GADTs with type erasure in coq-of-ocaml

June 19, 2020

coq-of-ocaml is a compiler from the OCaml language to Coq. It now supports the conversion of the full Tezos protocol, composed of around 35.000 lines of code. The OCaml’s GADTs are a challenge to compile, as they have no direct equivalent in Coq. We present how we currently convert the GADTs, and especially the new mechanism of type erasure propagation.

Introduction

Let us look at a short example of GADT which we cannot directly compile to Coq. If we define the annotated trees of integers with a sum function for trees of two elements:

type _ t =
  | Leaf : int -> int t
  | Node : 'a t * 'b t -> ('a * 'b) t

let sum (tree : (int * int) t) : int =
  match tree with
  | Node (Leaf x, Leaf y) -> x + y

a direct translation to Coq could be:

Inductive t : Set -> Set :=
| Leaf : Z -> t Z
| Node : forall {A B : Set}, t A -> t B -> t (A * B).

Definition sum (tree : t (Z * Z)) : Z :=
  match tree with
  | Node (Leaf x) (Leaf y) => x + y
  end.

but this causes the following error:

Error: Non exhaustive pattern-matching: no clause found for pattern Leaf _

Coq cannot decide that this pattern-matching is exhaustive because types are not comparable in Coq.
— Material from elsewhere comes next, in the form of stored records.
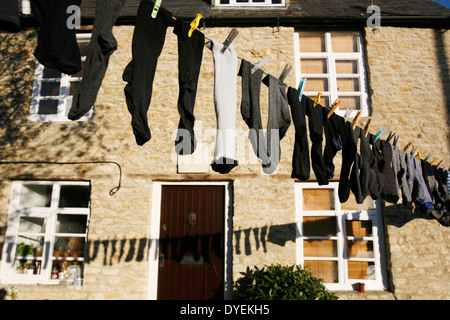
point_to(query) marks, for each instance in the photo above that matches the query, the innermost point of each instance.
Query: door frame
(155, 220)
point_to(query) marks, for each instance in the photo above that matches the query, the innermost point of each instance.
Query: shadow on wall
(444, 66)
(43, 141)
(127, 250)
(137, 249)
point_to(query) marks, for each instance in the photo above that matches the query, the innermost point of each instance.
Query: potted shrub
(277, 282)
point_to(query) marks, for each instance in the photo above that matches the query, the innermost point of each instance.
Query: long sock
(190, 54)
(57, 46)
(101, 47)
(148, 41)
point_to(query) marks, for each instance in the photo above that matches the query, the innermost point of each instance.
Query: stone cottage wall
(263, 206)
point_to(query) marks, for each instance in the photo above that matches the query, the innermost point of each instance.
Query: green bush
(278, 282)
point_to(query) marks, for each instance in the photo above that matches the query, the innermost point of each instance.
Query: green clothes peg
(156, 8)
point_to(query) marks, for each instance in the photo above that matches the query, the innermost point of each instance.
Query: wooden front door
(191, 248)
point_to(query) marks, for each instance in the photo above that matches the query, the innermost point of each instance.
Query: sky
(445, 3)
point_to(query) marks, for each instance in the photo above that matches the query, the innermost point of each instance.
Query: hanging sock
(300, 158)
(9, 16)
(148, 41)
(57, 46)
(225, 99)
(278, 122)
(101, 46)
(190, 54)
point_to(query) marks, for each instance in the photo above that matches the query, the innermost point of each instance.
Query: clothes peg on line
(316, 99)
(194, 24)
(390, 136)
(233, 34)
(355, 120)
(156, 8)
(379, 133)
(366, 128)
(285, 72)
(396, 140)
(347, 114)
(407, 146)
(259, 64)
(301, 88)
(334, 106)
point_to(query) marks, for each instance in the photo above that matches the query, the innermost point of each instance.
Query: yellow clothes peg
(195, 23)
(317, 99)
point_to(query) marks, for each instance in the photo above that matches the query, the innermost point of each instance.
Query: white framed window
(343, 244)
(237, 3)
(333, 63)
(47, 232)
(52, 90)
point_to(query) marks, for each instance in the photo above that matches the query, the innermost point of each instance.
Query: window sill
(368, 295)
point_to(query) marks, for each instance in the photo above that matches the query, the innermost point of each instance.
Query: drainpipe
(26, 8)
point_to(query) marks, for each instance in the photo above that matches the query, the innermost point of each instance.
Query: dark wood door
(191, 248)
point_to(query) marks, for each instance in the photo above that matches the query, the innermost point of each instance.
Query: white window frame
(64, 99)
(7, 268)
(380, 274)
(331, 58)
(250, 3)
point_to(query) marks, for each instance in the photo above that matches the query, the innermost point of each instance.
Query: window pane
(316, 84)
(319, 226)
(314, 66)
(74, 196)
(344, 43)
(350, 103)
(48, 107)
(29, 246)
(51, 73)
(361, 270)
(348, 84)
(319, 248)
(350, 204)
(31, 225)
(312, 42)
(33, 195)
(318, 199)
(69, 247)
(71, 223)
(28, 267)
(50, 88)
(326, 270)
(358, 228)
(359, 249)
(62, 269)
(346, 66)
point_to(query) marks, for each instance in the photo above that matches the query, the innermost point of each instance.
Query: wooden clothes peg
(156, 8)
(366, 128)
(379, 133)
(233, 34)
(301, 88)
(407, 146)
(194, 24)
(316, 99)
(259, 64)
(334, 106)
(285, 72)
(355, 120)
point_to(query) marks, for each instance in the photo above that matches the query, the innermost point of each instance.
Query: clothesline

One could even add an axiom stating that:

Z = Z * Z

and we could not derive a contradiction as these two types have the same cardinality. See this discussion on type equality for more information. A solution with dependent types could be to use tags (which are values) to annotate the type t. We can say that with dependent types we “match values” while with GADTs we “unify types”.
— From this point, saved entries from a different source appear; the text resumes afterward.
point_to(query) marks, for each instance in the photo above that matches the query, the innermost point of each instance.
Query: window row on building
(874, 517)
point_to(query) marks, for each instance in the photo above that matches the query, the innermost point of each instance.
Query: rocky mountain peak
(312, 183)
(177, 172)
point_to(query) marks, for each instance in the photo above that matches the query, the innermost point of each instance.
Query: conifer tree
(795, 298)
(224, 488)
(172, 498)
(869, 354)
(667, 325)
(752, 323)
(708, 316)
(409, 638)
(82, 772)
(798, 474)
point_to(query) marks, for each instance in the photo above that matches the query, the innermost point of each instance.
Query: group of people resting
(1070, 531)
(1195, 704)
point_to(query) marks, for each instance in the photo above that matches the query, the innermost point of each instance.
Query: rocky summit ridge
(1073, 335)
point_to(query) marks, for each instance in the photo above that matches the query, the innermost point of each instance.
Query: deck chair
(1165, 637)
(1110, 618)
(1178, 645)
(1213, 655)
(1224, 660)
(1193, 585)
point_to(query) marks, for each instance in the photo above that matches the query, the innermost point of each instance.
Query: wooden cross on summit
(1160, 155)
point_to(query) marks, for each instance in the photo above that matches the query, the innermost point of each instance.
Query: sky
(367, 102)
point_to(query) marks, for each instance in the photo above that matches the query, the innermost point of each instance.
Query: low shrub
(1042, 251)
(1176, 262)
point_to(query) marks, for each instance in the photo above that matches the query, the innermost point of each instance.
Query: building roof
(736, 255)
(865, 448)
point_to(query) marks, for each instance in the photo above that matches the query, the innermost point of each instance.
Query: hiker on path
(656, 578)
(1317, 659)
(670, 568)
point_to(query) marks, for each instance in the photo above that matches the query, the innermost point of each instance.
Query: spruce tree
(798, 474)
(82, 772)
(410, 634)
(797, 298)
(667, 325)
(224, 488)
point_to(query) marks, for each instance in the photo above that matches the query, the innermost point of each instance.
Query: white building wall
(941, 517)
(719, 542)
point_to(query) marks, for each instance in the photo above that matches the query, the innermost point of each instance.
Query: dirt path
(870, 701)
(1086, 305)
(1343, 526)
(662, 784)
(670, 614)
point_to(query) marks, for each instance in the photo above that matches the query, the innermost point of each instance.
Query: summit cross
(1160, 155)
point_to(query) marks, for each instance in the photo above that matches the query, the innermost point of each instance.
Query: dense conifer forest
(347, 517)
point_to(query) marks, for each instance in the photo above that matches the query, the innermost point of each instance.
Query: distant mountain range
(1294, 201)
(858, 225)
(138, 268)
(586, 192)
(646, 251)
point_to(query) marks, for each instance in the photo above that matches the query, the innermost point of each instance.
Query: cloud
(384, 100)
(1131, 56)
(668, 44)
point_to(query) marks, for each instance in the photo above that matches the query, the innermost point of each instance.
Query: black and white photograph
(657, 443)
Another issue is the fact that OCaml unifies polymorphic type variables of other values in the match. In Coq we can use the convoy pattern to achieve similar results. Finally, having a type appearing as a type parameter for itself in a GADT definition may break the strict positivity constraint and make Coq to refuse the type definition.
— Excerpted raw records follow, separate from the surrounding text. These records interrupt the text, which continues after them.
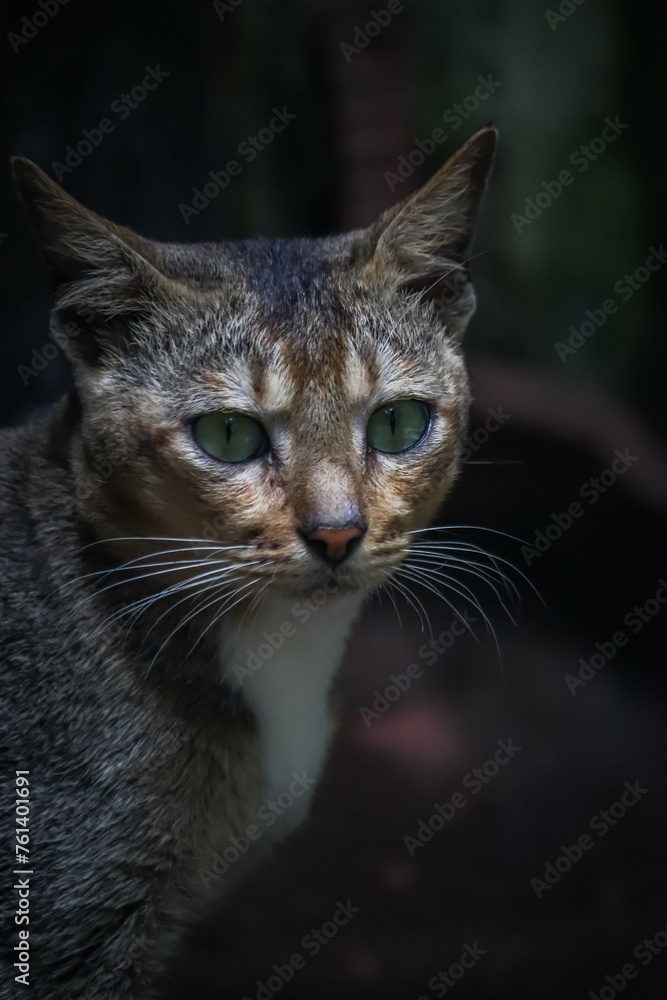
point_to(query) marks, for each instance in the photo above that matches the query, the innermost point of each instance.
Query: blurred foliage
(558, 82)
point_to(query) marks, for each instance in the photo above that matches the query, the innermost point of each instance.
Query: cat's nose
(334, 544)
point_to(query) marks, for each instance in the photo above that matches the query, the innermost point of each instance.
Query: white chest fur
(284, 663)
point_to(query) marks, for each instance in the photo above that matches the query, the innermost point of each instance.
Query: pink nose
(334, 544)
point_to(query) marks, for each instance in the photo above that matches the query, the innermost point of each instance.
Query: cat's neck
(283, 664)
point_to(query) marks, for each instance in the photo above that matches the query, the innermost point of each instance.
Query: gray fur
(143, 762)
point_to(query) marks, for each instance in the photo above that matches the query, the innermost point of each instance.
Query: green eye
(398, 426)
(230, 437)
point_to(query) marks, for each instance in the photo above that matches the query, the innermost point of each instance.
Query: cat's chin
(334, 583)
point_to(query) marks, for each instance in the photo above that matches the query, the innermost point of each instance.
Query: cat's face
(301, 403)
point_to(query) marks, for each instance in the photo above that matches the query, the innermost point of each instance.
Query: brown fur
(308, 336)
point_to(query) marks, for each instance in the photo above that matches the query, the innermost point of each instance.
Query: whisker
(189, 618)
(429, 586)
(388, 585)
(405, 591)
(450, 586)
(472, 547)
(482, 571)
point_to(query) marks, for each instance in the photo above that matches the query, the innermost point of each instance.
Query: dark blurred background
(361, 100)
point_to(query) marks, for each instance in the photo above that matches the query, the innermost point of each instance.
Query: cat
(255, 433)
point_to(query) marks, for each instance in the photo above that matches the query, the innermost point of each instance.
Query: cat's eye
(398, 426)
(230, 437)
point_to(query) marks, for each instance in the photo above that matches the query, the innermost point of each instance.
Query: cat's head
(303, 402)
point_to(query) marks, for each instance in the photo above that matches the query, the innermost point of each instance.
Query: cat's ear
(101, 271)
(424, 242)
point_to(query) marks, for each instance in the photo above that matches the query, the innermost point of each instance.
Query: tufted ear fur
(103, 274)
(424, 241)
The main idea of our solution is to erase the type parameters of the GADTs. When there is a match with a GADT value, we need a way to get back the information we lost erasing the types. Using OCaml attributes to guide coq-of-ocaml, the user can add in the generated code:

a match branch for the impossible cases;
some casts on the variables introduced by the match patterns;
a cast on the results of the match branches.

We define the impossible match branch result and the casts operators in Coq using axioms.

We transitively propagate the type erasures from GADTs and phantom types. Erasing unused type variables is important in order not to block the type inference mechanism of Coq. Indeed, when a type variable is not used:

Definition id_nat {A : Set} (n : nat) : nat := n.

Definition one := id_nat 1.

Coq often reacts with the following error:

> Definition one := id_nat 1.
>                   ^^^^^^
Error: Cannot infer the implicit parameter A of id_nat whose type is "Set".

even if any set could fit for A.

Definition of types

We consider an algebraic type definition in OCaml to be a GADT if the return type parameters of some constructors are not (different) polymorphic type variables. Here is an example of GADT:

type _ expr =
  | Int : int -> int expr
  | Couple : 'a expr * 'b expr -> ('a * 'b) expr

This is not a GADT:

type 'loc ast =
  | Const : int * 'loc -> 'loc ast
  | Add : 'loc ast * 'loc ast * 'loc -> 'loc ast

We could also write 'loc ast with the of syntax:

type 'loc ast =
  | Const of int * 'loc
  | Add of 'loc ast * 'loc ast * 'loc

We do not consider the printable type to be a GADT:

type printable =
  | Printable : 'a * ('a -> string) -> printable

The reason why we define the type printable with the GADT syntax in OCaml is because there is an existential type variable 'a.

We transform the previous types into the following Coq code:

Inductive expr : Set :=
| Int : int -> expr
| Couple : expr -> expr -> expr.

Inductive ast (loc : Set) : Set :=
| Const : int -> loc -> ast loc
| Add : ast loc -> ast loc -> loc -> ast loc.

Arguments Const {_}.
Arguments Add {_}.

Inductive printable : Set :=
| Printable : forall {a : Set}, a -> (a -> string) -> printable.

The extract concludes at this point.